Dorothy Day, who died in 1980, founded the Catholic Worker movement with Peter Maurin in the midst of the Great Depression. … Two Catholic Worker houses of hospitality in the Lower East Side soon followed. Day and Maurin preached a radical ethic that included an unwavering pacifism. They condemned private and state capitalism for its unfair distribution of wealth. They branded the profit motive as immoral. They were fervent supporters of the labor movement, the civil-rights movement, and all antiwar movements.
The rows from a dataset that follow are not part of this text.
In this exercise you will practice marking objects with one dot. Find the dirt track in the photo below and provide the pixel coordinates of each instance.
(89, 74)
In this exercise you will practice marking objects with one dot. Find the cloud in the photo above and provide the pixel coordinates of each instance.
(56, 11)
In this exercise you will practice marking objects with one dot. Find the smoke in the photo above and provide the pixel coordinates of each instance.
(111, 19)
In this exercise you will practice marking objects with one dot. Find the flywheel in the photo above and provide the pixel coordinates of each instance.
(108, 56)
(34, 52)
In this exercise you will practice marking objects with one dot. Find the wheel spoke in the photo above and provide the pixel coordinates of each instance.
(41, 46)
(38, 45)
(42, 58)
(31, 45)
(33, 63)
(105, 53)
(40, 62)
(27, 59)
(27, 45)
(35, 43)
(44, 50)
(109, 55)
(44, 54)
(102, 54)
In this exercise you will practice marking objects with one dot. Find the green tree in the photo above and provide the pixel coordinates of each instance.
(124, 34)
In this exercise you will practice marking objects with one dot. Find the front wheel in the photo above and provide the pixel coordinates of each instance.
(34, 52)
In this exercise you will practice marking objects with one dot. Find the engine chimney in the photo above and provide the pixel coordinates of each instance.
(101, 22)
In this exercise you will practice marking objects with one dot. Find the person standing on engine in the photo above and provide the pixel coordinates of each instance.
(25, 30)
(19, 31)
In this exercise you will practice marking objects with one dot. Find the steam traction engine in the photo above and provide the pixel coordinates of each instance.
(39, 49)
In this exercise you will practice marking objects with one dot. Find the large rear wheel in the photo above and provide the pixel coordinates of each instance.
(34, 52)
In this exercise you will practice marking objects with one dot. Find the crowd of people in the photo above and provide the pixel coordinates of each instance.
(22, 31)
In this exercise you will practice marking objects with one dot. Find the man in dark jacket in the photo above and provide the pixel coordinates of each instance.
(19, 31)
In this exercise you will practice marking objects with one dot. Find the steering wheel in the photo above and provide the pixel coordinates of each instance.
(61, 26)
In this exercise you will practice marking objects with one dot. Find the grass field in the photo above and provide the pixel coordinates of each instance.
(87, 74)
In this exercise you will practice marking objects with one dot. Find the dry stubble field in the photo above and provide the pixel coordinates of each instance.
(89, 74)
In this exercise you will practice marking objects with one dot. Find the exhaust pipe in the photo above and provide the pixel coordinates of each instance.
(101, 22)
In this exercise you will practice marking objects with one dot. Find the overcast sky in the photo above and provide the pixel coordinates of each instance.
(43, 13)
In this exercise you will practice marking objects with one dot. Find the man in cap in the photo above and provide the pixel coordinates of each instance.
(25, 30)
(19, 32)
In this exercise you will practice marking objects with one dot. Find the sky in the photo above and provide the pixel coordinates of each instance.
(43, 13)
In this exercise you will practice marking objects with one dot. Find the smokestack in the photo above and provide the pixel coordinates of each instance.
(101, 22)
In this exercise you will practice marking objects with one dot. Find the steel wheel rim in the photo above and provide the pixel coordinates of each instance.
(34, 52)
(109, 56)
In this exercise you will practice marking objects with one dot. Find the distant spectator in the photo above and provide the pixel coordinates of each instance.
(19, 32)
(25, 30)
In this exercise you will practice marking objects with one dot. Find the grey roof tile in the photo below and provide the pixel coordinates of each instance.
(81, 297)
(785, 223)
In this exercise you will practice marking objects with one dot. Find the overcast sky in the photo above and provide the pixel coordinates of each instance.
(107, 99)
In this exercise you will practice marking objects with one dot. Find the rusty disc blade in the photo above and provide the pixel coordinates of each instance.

They called on followers to take up lives of voluntary poverty. And when the old Communist Party came under fierce attack in the 1950s during the anticommunist purges, Day, although not a communist, was one of the only activists to denounce the repression and attend communist demonstrations.
If Dorothy Day and her movement had gotten governance in this world that they wanted, things would certainly have devolved such that we would all be suffering in a Soviet world where individuals are meaningless, and life is wholly drudgery. And, again, living as well as people now do in North Korea would be something people of our day could only dream about.
I agree that America, today, is offtrack, but it has a long history of doing a great many things right and of finding its way — albeit quite true that the US can be painfully slow at finding its way, oftentimes.
Destroying the country [in the Revolution that Cat Williams fervently promoted] to save it, wouldn't save it; it would just destroy it.